There's another video on youtube from OCDetailing. This guy clearly doesn't know what he's talking about. It's really frustrating he's putting these videos out there, which IMO, are not making the Model 3 its justice. One of the things he mentions, is the turning radius compared to Model S. He claims that the Model 3 turning radius is much worse than Model S...... Knowing that Model S is quite longer and has a bigger wheelbase compared to Model 3, it doesn't really make much sense to me. I couldn't be wrong though. Trev, you drove the Model 3, what are your thoughts on the turning radius? You need to reveal your video so we can all be informed about the Model 3, rather than watching this guy who is not even prepared on his videos.

Thanks!

Here's the video:


----------



## JWardell (May 9, 2016)

The commentary in his videos is frustrating when inaccurate or not put in the right perspective. It's upsetting that those who don't know better will take it for fact.
For me, though, I'm glued to the videos looking at every detail I can absorb.

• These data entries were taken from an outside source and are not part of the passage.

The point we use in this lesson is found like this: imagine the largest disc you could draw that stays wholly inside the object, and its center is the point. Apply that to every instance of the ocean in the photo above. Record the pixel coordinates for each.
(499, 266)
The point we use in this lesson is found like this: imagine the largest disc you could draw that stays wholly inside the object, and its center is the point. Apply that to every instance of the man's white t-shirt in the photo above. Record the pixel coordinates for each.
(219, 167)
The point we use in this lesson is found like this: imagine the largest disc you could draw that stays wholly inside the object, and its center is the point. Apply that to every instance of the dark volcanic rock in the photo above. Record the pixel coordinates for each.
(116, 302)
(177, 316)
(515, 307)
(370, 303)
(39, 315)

He's doing a good job feeding our Model 3 appetites while we wait.
...or maybe it's really just more Tesla anti-selling till they are through the backlog!


----------



## John (Apr 16, 2016)

I seem to like everything this guy doesn't in the video.


----------



## MelindaV (Apr 2, 2016)

he has had that red car for way too long.... what brand new owner would let it sit down there for that long?!

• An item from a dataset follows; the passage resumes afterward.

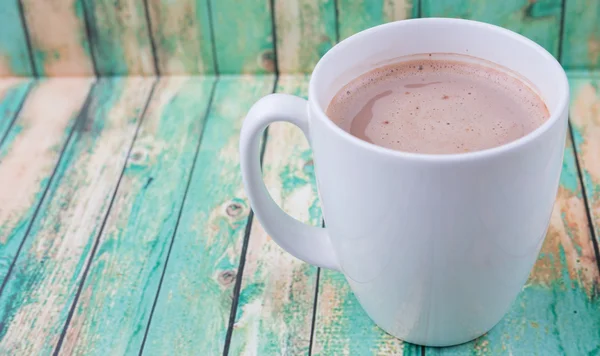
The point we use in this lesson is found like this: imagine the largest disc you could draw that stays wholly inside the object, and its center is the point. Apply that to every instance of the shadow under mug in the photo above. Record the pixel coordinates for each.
(435, 247)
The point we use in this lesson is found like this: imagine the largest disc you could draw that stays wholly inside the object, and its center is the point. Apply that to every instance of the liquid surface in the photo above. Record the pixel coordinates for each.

his turning radius comment makes no sense either. says it's like a high performance sports car and very tight, but would require a 3 or 4 point turn to get into a parking space... how bad of a driver is he if it takes 4 attempts to get into any parking space at Whole Foods in any car?


----------



## SoFlaModel3 (Apr 15, 2017)

As others of have said -- I really dislike this guy's videos on many levels. Best watched on mute


----------



## DaGlot (Apr 4, 2016)

Is steering sensitivity tunable on the S and X? I'm assuming everything including steering wheel feedback is decoupled electrically since autopilot controls it all. Perhaps he is just not liking something which can be tuned in a setting or will be tunable with an update.


----------



## SoFlaModel3 (Apr 15, 2017)

DaGlot said:


> Is steering sensitivity tunable on the S and X? I'm assuming everything including steering wheel feedback is decoupled electrically since autopilot controls it all. Perhaps he is just not liking something which can be tuned in a setting or will be tunable with an update.

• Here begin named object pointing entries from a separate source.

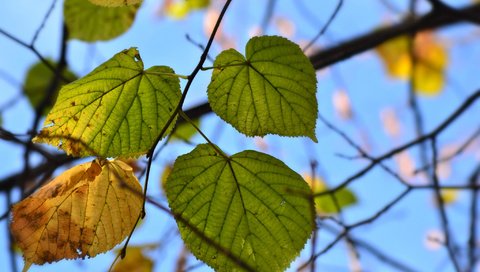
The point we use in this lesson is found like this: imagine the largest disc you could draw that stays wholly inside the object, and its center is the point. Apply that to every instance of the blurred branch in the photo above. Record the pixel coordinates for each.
(441, 207)
(472, 239)
(374, 161)
(459, 151)
(360, 44)
(325, 27)
(379, 254)
(268, 14)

I can confirm on the S it's a yes, so I assume so on X.

You can choose between: Comfort, Standard, or Sport


----------



## DaGlot (Apr 4, 2016)

So he is probably used to a certain steering wheel turn to front wheel movement ratio in the S's he's worked on. Maybe a good question in FAQ thread for the early TM3 owners. I did think his commentary ran a little critical in many small ways.


----------



## 3V Pilot (Sep 15, 2017)

Adjusting the steering settings should not have any effect on the turning radius of the car. The “feel” of the wheel may be different but the turning radius at full lock would not change.


----------



## Michael Russo (Oct 15, 2016)

SoFlaModel3 said:


> As others of have said -- I really dislike this guy's videos on many levels. Best watched on mute


I don't even watch them anymore... sound & video out...


----------



## John (Apr 16, 2016)

A short turning radius is a delight. I'm hoping the Model 3 is fairly good.


----------



## DaGlot (Apr 4, 2016)

Mike I agree you are defining turning radius correctly. The OC detailing guy I think is using the term to mean the steering wheel to front wheel movement ratio - which as the group has shown is adjustable. Don't want to discourage TM3 videos while we wait but it seems this fellow is off the mark. He also doesn't acknowledge that the car he is using may not have all the updates and is an 'insiders build'.


----------



## UncleT (Apr 9, 2017)

I was at Tesla yesterday scheduling a Model S test drive and they actually directed me to these videos.


----------



## RCvetter (Sep 13, 2017)

He doesn't seem to know much about the car at all. I turned it off after a few minutes because it annoyed me too much. :tearsofjoy:


----------